An anonymous contributor, The23rd Raccoon, sent a few days a go a very insightful post to the or-dev lists entitled “How I Learned to Stop Ph34ring NSA and Love the Base Rate Fallacy“. The key point is that tracing anonymous communications is an identification exercise: the adversary has to detect the single correct target amongst the noise of incorrect identities. Therefore reporting simply false positives and false negative rates is misleading, since even moderate false positives will lead to the vast majority of positives being misclassifications.
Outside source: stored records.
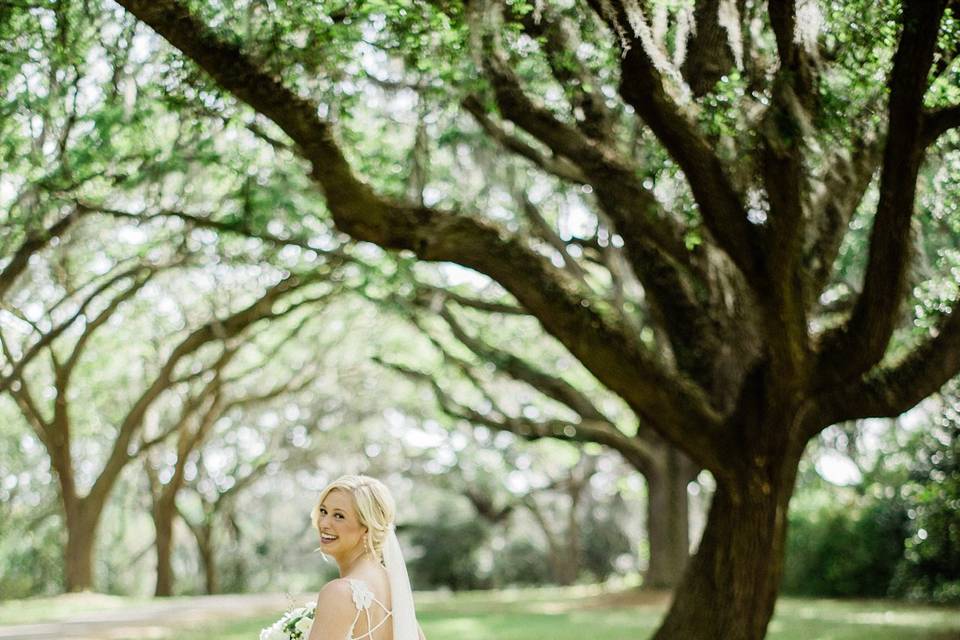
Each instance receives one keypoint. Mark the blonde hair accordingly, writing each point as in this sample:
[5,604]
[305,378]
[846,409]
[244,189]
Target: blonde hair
[375,507]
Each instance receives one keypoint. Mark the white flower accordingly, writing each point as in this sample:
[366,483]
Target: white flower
[277,634]
[273,632]
[303,626]
[362,597]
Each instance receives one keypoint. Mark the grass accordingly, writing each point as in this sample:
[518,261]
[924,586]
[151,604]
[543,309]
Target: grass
[588,613]
[62,607]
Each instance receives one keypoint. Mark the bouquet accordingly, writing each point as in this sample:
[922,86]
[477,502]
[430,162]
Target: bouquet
[293,625]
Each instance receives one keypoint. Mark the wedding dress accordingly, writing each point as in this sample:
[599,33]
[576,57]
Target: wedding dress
[364,600]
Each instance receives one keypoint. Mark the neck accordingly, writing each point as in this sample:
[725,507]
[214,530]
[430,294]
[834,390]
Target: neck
[347,562]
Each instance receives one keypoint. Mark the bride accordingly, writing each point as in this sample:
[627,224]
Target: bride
[371,600]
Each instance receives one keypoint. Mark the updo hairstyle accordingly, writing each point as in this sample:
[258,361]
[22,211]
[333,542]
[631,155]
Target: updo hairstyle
[375,507]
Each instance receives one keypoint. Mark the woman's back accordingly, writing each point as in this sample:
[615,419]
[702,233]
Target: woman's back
[373,620]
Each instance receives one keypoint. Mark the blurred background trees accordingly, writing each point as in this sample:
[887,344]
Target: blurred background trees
[163,429]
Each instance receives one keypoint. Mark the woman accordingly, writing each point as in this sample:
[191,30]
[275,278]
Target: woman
[371,600]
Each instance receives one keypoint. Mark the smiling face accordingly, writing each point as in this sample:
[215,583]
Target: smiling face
[341,534]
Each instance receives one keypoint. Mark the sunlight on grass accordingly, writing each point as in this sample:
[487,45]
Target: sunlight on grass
[63,607]
[572,614]
[563,614]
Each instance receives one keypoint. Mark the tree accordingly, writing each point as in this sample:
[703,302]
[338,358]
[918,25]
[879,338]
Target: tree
[55,425]
[773,135]
[667,472]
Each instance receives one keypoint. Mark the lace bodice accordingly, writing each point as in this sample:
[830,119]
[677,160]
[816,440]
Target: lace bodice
[364,600]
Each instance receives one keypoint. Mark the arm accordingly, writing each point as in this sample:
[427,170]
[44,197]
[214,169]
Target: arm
[333,619]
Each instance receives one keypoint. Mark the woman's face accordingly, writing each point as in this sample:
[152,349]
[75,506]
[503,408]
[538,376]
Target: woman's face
[341,533]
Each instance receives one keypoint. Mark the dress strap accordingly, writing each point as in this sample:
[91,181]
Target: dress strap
[363,599]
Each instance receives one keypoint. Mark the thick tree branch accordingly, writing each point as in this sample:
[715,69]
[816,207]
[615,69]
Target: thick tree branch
[661,397]
[239,227]
[47,339]
[859,344]
[938,122]
[709,55]
[845,183]
[430,295]
[218,329]
[723,213]
[890,390]
[553,164]
[584,431]
[560,42]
This is a very cool observation and leads amongst others to the conclusions that low-latency anonymity is not dead:

“[…] Second, it gives us a small glimmer of hope that maybe all is not lost against IX, National, or ISP level adversaries. Especially those with only sampled or connection-level resolution, where fine-grained details on inter-packet timings is not available (as will likely be the case with EU data retention).”

 

This post is of great interest because it re-opens the problem of high-precision traffic analysis, with a clearly understood and precisely known error rate. Current techniques, mostly based on heuristics, are not capable to deliver such detectors, with high reliability guarantees attached to them.

 

At the same time the The23rd Raccoon’s analysis overlooks one issue: many detectors do not simply perform matching of streams on a pair by pair basis, but as a whole. This means that the “best match” is selected according to some ranking metric. The mathematical analysis that has to then be presented to support the technique is the probability any non-match is selected over the correct match. Many papers in the literature provide implicitly such results (some based on the rank of the result, others based on selecting the best match and providing the total probability of error based on the selection.) Approaches that provide overall performance metrics should avoid the pitfalls of presenting “intermediate” false positive / false negative probabilities, and give an intuitive understanding of how well traffic analysis techniques work on a full body of streams or message traces.